No jogo, torcedores precisaram se agasalhar muito bem — a recomendação mais importante era para proteger as extremidades do corpo, mais vulneráveis às temperaturas congelantes.
A onda de frio é mortal nos Estados Unidos: pelo menos 70 pessoas morreram devido aos efeitos das baixas temperaturas. Cidades registraram recordes negativos, como Dillon, em Montana, que bateu -41ºC. E o frio não congela apenas os Estados Unidos: a Suécia anotou quase -44ºC e o Canadá, -50ºC.
Os extremos climáticos, eventos considerados de grandes proporções, que, geralmente, fogem às médias históricas, acontecem de forma abrupta e até inesperada. Esses extremos têm causado impactos significativos em diversas regiões do mundo, desencadeando fenômenos intensos, como furacões, enchentes e fortes ondas de calor e de frio.
Eventos desse tipo costumam causar interrupções e mudanças bruscas no funcionamento normal de uma comunidade, afetando o seu cotidiano.

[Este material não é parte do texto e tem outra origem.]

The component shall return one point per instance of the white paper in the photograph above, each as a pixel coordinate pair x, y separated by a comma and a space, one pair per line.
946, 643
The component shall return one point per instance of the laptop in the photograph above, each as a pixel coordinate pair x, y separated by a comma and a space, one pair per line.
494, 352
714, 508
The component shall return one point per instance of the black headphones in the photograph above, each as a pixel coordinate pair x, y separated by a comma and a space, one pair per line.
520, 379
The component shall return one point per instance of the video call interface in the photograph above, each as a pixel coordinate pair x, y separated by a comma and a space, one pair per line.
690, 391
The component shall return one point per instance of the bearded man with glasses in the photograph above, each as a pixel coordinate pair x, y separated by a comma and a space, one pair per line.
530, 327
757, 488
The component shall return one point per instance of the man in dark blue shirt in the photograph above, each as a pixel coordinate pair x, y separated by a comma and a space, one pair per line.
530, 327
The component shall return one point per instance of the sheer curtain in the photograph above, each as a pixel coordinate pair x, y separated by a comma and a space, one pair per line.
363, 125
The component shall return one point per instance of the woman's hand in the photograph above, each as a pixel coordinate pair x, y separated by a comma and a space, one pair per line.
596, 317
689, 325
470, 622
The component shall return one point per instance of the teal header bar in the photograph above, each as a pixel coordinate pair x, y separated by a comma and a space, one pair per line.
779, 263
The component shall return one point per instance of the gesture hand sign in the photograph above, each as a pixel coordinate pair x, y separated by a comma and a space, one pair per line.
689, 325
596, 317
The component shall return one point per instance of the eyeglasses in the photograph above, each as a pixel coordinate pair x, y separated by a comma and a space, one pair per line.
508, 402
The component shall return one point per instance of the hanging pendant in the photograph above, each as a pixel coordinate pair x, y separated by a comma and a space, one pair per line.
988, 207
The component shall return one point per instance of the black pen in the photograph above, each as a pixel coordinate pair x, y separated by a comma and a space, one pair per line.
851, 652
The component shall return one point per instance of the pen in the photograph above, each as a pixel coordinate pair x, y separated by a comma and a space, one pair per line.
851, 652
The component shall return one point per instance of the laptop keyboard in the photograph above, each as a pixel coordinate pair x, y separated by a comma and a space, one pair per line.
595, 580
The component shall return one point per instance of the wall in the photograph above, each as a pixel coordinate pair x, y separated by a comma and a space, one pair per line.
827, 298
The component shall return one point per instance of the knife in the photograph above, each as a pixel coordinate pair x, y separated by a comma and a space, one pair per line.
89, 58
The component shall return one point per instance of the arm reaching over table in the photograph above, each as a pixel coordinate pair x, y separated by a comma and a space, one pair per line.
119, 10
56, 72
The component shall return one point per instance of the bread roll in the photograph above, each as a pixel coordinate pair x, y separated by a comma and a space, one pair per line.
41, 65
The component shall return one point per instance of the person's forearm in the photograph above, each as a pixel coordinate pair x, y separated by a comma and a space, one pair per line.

Os efeitos incluem perdas humanas, materiais e econômicas. A crescente frequência e intensidade desses extremos apontam — ainda mais seriamente — para a urgência de ações globais para lidar com as mudanças climáticas e fortalecer a resiliência das sociedades diante desses desafios impostos.
Mas, se o aquecimento global é um conceito falado há anos pela comunidade científica e o planeta vem de um 2023 considerado o ano mais quente da história, com ondas de calor escaldantes de até 50ºC (positivos) em diversos países e temperaturas de deserto em grandes metrópoles, como podemos testemunhar esses eventos na outra extremidade do termômetro?
Nesse contexto, é importante pensar e deixar claro que o frio recorde não é um argumento plausível para negar o aquecimento global, como pondera o cientista e professor do Departamento de Botânica da Universidade Federal de Pernambuco (UFPE) Ulysses Paulino de Albuquerque, coordenador da Resiclima, rede voltada para estudos sobre mudanças climáticas que envolve pesquisadores de várias instituições do Brasil e do planeta.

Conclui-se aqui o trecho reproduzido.